In some respects I agree with the OP. I think some people who have experience in certain jobs would make great teachers with some training. They would bring real life/industry experience and hopefully enthusiasm to a classroom.

Sidewinder30 Tue 25-Aug-20 16:52:35

It takes a year of on the job training, then a supervised 'newly qualified teacher' year. Naturally trainees need lots of help and support. It would not be a quick fix.

WhyNotMe40 Tue 25-Aug-20 16:52:50

I heartily believe that the more people "try teaching", the more we will be respected as a profession.
It's not as easy as the experts make it look wink

Kashtan Tue 25-Aug-20 16:53:39

I was a scientist, travelled all over the world, published loads of papers in decent journals, trained more junior scientists, lectured.
I retrained as a teacher. I was not instantly a great teacher.
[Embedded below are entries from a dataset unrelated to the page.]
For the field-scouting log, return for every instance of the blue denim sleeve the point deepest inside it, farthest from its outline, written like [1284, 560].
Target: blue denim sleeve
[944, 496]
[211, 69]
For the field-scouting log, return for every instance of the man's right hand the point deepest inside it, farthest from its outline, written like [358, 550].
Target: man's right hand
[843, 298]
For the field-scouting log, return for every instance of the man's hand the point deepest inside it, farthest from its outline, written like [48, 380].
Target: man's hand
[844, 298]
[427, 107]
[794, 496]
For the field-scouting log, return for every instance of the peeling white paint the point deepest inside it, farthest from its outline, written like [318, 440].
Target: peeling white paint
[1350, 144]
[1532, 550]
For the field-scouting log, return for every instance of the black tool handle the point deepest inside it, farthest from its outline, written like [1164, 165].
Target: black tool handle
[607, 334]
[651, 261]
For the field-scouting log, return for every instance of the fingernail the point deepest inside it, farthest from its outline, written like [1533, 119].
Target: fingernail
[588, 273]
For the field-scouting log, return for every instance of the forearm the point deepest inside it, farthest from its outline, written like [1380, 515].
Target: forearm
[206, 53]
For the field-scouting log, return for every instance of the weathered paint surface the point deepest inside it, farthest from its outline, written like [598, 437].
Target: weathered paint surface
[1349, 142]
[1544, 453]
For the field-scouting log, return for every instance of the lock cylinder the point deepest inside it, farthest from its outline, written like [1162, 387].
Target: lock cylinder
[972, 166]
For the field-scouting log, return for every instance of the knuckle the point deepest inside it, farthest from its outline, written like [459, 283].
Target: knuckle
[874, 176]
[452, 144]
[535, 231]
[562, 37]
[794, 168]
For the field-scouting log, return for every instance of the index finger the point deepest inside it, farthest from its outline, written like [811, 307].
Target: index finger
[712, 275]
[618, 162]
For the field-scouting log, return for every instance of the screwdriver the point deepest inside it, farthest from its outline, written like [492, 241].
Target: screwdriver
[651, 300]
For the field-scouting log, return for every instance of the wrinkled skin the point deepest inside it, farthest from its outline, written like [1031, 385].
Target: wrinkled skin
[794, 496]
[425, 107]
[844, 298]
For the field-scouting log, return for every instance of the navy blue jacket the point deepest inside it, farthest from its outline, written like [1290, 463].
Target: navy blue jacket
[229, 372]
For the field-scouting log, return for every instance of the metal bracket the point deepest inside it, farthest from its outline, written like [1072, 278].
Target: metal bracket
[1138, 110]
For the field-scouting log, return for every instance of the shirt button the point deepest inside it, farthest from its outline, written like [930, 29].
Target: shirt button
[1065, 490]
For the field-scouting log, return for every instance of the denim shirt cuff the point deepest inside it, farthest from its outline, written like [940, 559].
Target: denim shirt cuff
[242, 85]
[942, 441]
It took loads of slog during my PGCE, my nqt year and beyond, working really hard on my pedagogy, my behaviour management and my presentation skills.
Being good at your scientific job does not automatically make you able to teach GCSE and KS3 science well.

Fleeflyyflooo Tue 25-Aug-20 16:53:54

Who would pay for these extra teachers? There aren't may teaching jobs about at the mimute in my area due to funding and I know of qualified teachers who can't find jobs. Some schools are letting teaching staff go and letting hlta lead sessions. It's been that way for a while.

wonderstuff Tue 25-Aug-20 16:54:02

There are some pretty fast routes to teaching. Teach first train for a few weeks over the holidays and then do most training in the classroom. GTP is mostly on the job. I imagine the government will hit teacher training targets this year.

What won't happen is smaller classes because schools don't have additional space or budgets for additional teachers.

I imagine that when schools have an infection outbreak the school will close for a fortnight, either the whole school or particular groups. Schools have been told to have online learning ready and millions has been spent on Oak Academy.

TW2013 Tue 25-Aug-20 16:55:08

I imagine that many of the redundancies will be in travel, tourism, entertainment, retail etc. Those jobs don't lend themselves as readily to teaching.